Management considers certain non-GAAP financial measures to be useful supplemental measures of the Company’s operating performance. For the Company, non-GAAP measures consist of Earnings Before Interest, Taxes, Depreciation and Amortization for Real Estate (“EBITDAre” and “Adjusted EBITDAre”), FFO and AFFO. A non-GAAP financial measure is generally defined as one that purports to measure financial performance, financial position or cash flows, but excludes or includes amounts that would not be so adjusted in the most comparable measure determined in accordance with GAAP. The Company reports non-GAAP financial measures because these measures are observed by management to also be among the most predominant measures used by the REIT industry and by industry analysts to evaluate REITs. For these reasons, management deems it appropriate to disclose and discuss these non-GAAP financial measures.
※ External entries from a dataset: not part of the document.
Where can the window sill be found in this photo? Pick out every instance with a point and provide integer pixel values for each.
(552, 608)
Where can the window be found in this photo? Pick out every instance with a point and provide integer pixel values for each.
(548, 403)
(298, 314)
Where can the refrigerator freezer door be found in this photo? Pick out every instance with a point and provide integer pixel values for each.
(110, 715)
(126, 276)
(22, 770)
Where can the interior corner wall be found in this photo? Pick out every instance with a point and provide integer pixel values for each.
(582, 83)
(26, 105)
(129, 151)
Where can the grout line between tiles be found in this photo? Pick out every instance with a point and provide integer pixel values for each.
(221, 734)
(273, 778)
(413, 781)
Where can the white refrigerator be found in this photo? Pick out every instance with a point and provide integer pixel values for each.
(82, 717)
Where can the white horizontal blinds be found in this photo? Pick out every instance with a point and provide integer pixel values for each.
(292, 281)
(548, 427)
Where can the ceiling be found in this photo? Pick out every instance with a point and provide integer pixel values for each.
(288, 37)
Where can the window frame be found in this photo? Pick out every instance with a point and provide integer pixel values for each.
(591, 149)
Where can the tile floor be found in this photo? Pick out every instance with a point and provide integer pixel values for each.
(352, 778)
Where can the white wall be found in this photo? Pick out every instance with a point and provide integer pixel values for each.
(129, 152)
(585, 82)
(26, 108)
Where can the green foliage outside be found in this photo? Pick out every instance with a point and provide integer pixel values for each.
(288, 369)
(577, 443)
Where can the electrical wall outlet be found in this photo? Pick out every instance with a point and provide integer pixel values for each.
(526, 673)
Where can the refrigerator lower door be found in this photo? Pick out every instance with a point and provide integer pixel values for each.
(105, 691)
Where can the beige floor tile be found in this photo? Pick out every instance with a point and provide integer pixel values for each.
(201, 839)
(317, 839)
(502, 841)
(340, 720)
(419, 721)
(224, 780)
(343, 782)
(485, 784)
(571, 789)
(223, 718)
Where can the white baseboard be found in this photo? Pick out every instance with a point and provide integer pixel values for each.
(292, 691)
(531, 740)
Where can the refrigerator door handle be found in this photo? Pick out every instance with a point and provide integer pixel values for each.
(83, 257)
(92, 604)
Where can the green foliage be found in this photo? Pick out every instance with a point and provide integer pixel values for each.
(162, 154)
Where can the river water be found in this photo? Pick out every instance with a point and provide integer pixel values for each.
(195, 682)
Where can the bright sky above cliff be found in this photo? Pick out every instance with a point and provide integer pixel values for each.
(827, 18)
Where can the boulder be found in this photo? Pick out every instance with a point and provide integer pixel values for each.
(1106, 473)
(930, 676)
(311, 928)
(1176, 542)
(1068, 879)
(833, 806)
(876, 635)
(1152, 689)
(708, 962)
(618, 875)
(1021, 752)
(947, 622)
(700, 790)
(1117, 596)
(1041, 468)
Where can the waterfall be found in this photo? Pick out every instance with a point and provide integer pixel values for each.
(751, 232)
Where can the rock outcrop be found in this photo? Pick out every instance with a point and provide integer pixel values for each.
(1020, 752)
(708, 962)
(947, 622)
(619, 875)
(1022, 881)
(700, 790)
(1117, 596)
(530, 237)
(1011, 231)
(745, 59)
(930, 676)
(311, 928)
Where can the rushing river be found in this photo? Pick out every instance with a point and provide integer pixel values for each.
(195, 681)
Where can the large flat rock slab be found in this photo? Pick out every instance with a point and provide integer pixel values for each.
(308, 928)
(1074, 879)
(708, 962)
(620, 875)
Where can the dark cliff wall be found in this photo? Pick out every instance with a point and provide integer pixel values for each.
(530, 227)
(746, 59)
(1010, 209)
The non-GAAP financial measures presented herein are not necessarily identical to those presented by other real estate companies due to the fact that not all real estate companies use the same definitions. These measures should not be considered as alternatives to net income, as indicators of the Company’s financial performance, or as alternatives to cash flow from operating activities as measures of the Company’s liquidity, nor are these measures necessarily indicative of sufficient cash flow to fund all of the Company’s needs. Management believes that in order to facilitate a clear understanding of the Company’s historical consolidated operating results, these measures should be examined in conjunction with net income and cash flows from operations as presented elsewhere herein.

FFO and AFFO

FFO and AFFO are non-GAAP financial measures within the meaning of the rules of the United States Securities and Exchange Commission (“SEC”). The Company considers FFO and AFFO to be important supplemental measures of its operating performance and believes FFO is frequently used by securities analysts, investors, and other interested parties in the evaluation of REITs, many of which present FFO when reporting their results. In accordance with the National Association of Real Estate Investment Trusts’ (“NAREIT”) definition, FFO means net income or loss computed in accordance with GAAP before noncontrolling interests of holders of OP units and LTIP units, excluding gains (or losses) from sales of property and extraordinary items, less preferred stock dividends, plus real estate-related depreciation and amortization (excluding amortization of debt issuance costs and above and below market lease amortization expense), and after adjustments for unconsolidated partnerships and joint ventures. Because FFO excludes real estate-related depreciation and amortization (other than amortization of debt issuance costs and above and below market lease amortization expense), the Company believes that FFO provides a performance measure that, when compared period-over-period, reflects the impact to operations from trends in occupancy rates, rental rates, operating costs, development activities and interest expense, providing perspective not immediately apparent from the closest GAAP measurement, net income or loss.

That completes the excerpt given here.